Three projects have received funding support from the Sanitation Financing Partnership Trust Fund, created last year by the Asian Development Bank, in recognition that complex urban and coastal environments require new approaches to septage management.

 

The Fund had been created to provide safe sanitation to families in Asia’s cities and rural communities who still lack access to basic sanitation facilities and services.  ADB is leveraging the Bill & Melinda Gates Foundation's $15 million contribution to finance more than $28 million in non-sewered sanitation and septage management projects across the region in the next five years, a note said.  

 

In Asia and the Pacific, around 1.7 billion people still lack access to safe toilets or latrines, 780 million people still practice open defecation, and around 80 per cent of wastewater is discharged into the environment without treatment.

 

Funded projects

 

The projects receiving the funding include the South Asia Urban Knowledge Hub (k-hub), a network of four research and training institutions in Bangladesh, India, Nepal, and Sri Lanka supported by ADB to facilitate information and exchange within South Asia among city managers, utility staff, policy makers, academics and the private sector for improved service delivery. 

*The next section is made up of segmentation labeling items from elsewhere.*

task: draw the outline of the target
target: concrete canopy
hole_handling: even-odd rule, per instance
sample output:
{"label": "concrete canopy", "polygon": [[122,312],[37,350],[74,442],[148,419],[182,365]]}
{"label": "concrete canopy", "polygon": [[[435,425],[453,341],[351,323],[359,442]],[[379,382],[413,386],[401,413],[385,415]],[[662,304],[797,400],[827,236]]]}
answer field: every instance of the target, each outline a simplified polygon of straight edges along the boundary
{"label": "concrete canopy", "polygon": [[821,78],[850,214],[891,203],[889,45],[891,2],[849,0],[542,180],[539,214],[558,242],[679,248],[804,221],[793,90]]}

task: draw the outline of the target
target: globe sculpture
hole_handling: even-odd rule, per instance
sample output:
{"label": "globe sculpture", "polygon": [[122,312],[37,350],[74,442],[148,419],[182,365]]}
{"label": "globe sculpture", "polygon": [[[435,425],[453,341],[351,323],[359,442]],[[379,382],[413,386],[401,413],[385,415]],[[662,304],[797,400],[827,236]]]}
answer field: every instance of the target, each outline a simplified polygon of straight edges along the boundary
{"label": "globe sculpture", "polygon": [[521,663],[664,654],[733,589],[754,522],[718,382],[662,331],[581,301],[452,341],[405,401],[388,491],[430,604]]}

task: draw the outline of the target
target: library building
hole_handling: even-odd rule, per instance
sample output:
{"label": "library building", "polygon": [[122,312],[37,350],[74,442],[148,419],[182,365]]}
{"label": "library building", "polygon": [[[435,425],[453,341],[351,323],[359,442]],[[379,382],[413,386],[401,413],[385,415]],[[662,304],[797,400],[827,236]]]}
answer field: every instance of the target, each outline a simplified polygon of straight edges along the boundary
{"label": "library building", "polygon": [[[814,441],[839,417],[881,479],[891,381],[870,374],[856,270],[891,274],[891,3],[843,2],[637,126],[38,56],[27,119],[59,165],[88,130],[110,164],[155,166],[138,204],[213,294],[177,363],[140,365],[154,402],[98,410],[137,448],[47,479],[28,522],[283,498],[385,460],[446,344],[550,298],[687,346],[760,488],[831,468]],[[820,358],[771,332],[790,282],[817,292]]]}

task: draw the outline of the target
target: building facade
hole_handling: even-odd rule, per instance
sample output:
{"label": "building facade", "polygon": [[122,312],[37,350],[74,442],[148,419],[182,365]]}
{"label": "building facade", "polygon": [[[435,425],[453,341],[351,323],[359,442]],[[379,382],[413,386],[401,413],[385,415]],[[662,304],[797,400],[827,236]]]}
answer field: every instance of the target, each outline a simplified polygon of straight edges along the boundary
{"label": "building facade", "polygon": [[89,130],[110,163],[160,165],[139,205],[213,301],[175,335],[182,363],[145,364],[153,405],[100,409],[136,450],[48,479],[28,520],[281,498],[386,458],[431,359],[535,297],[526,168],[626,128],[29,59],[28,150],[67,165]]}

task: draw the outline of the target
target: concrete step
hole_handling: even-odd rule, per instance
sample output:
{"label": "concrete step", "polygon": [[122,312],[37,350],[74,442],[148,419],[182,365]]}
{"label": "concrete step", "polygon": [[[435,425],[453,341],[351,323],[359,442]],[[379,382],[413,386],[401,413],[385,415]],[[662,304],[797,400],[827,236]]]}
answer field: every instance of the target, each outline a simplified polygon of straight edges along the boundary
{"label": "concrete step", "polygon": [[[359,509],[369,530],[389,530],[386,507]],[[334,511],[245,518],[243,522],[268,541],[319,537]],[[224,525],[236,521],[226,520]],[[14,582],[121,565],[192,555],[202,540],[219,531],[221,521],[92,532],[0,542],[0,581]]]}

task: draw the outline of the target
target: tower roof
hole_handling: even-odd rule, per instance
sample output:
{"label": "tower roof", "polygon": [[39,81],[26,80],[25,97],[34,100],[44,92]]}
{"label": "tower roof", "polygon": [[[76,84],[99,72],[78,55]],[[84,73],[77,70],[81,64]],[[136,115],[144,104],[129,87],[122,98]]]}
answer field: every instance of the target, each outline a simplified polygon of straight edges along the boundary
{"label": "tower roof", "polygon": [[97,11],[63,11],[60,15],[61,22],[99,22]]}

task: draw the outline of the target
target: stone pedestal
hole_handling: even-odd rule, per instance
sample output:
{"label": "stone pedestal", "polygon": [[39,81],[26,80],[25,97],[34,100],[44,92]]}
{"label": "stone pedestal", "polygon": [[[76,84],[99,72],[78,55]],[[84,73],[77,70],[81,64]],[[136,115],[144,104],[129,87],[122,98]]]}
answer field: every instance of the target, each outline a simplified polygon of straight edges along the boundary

The k-hub activities will include support to national centers in developing business plans that structures the national centers’ work and capacity needs for promoting innovative urban sanitation.

 

The trust fund has set also aside $2 million for ADB’s Facility for Pilot and Demonstration Activity, it said. Here it would support the testing and validation of pilot approaches to policies, technologies and business models to improve sanitation management and water services delivery with the intent to replicate and scale-up successful approaches across the region.

 

An additional $1.6 million grant from the Trust Fund will support pilot innovations in sanitation and septage management as part of a planned ADB loan to Bangladesh for coastal town infrastructure improvements.  The new grant will support pilot projects in eight towns to improve septage collection and treatment systems, the note added.